EFFACER, RAYER, RATURER, BIFFER. Effacer est le plus général des quatre, vu qu'on efface de toutes sortes de façons. On efface un mot soit en le rayant, soit en le grattant, soit même en le lavant. On raye un mot en passant une raie dessus. Raturer, bien qu'il exprime un acte semblable à rayer, dit quelque chose de plus ; la rature efface plus complétement que la raie. On biffe un mot en le rayant aussi ; mais, quand il s'agit d'une pièce entière, d'un arrêt, etc. on dit qu'on les biffe, ce qui est les croiser avec une raie d'encre.

HISTORIQUE

XIIe s. Seient fait li fil [les fils] de lui en peril ; en une generaciun seit esfaced li nums de lui, Liber psalm. p. 169.

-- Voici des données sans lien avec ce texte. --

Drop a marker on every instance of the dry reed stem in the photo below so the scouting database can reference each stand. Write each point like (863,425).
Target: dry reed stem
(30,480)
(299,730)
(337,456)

XIIIe s. Que qui l'orra veuille jus mettre De soi le mal, si que bien fasse, Que par bien oïr maint esfasse De son cors le mauvais usage, Dit de paresse. Roïne debonaire, Les ieux du cuer m'esclaire, Et l'obscurté m'esface, Rutebeuf, Theophile. Certes je grat hors et effas [efface] De mon cuer l'amor de mes gens, l'Escoufle. Effacié soient du livre de vie, Psautier, f° 81.

XIVe s. À po [peu] que le nom des Volques ne fut ileuc effacé et perdu, Bercheure, f° 53. Duquel la barbe longue et les cheveux avoient effacé la beauté de son viaire, Bercheure, f° 35, verso. Mais iceulx [péchés] soient à moy pardonnés et effaciés par ton benoit enfant, Ménagier, I, 1. Supposé que la renommée soit à tort, si ne peut jamais icelle renommée estre effaciée, ib. I, 4.

XVe s. Sains, très sains appeller se font ; Mais dont ceste saincteté vient ? Quant à present ne me souvient ; Je ne voy miracle qu'ilz facent, Ne maladie qu'ilz effacent, Deschamps, Poésies mss. f° 526, dans LACURNE.

XVIe s. Si tost qu'il se fut jetté aux affaires de la chose publique, il effacea incontinent tous les autres orateurs et entremetteurs du gouvernement, Amyot, Alc. 19. Antimachus fut si despit et si marry qu'il effacea ce qu'il en avoit escript, Amyot, Lysand. 34. La divination n'a que des moyens obscurs et tous effacez instrumens pour cognoistre ce qui doibt advenir, Amyot, Sylla, 16. … Ou pour sçavoir si du temps la longueur Ne m'avoit point effacé de son cœur, Ronsard, 779. On trouve, en peu de sacres, doigts gros et tendans à couleur de bleu effacé, Fouilloux, Fauconn. f° 58, dans LACURNE. Protogenes, despité contre sa besongne, print son esponge, et, comme elle estoit abruvée de diverses peinctures, la jecta contre, pour tout effacer, Montaigne, I, 254.

ÉTYMOLOGIE

É- pour es- préfixe, et face : proprement, ôter la face ; bourguig. efaicé ; provenç. esfassar.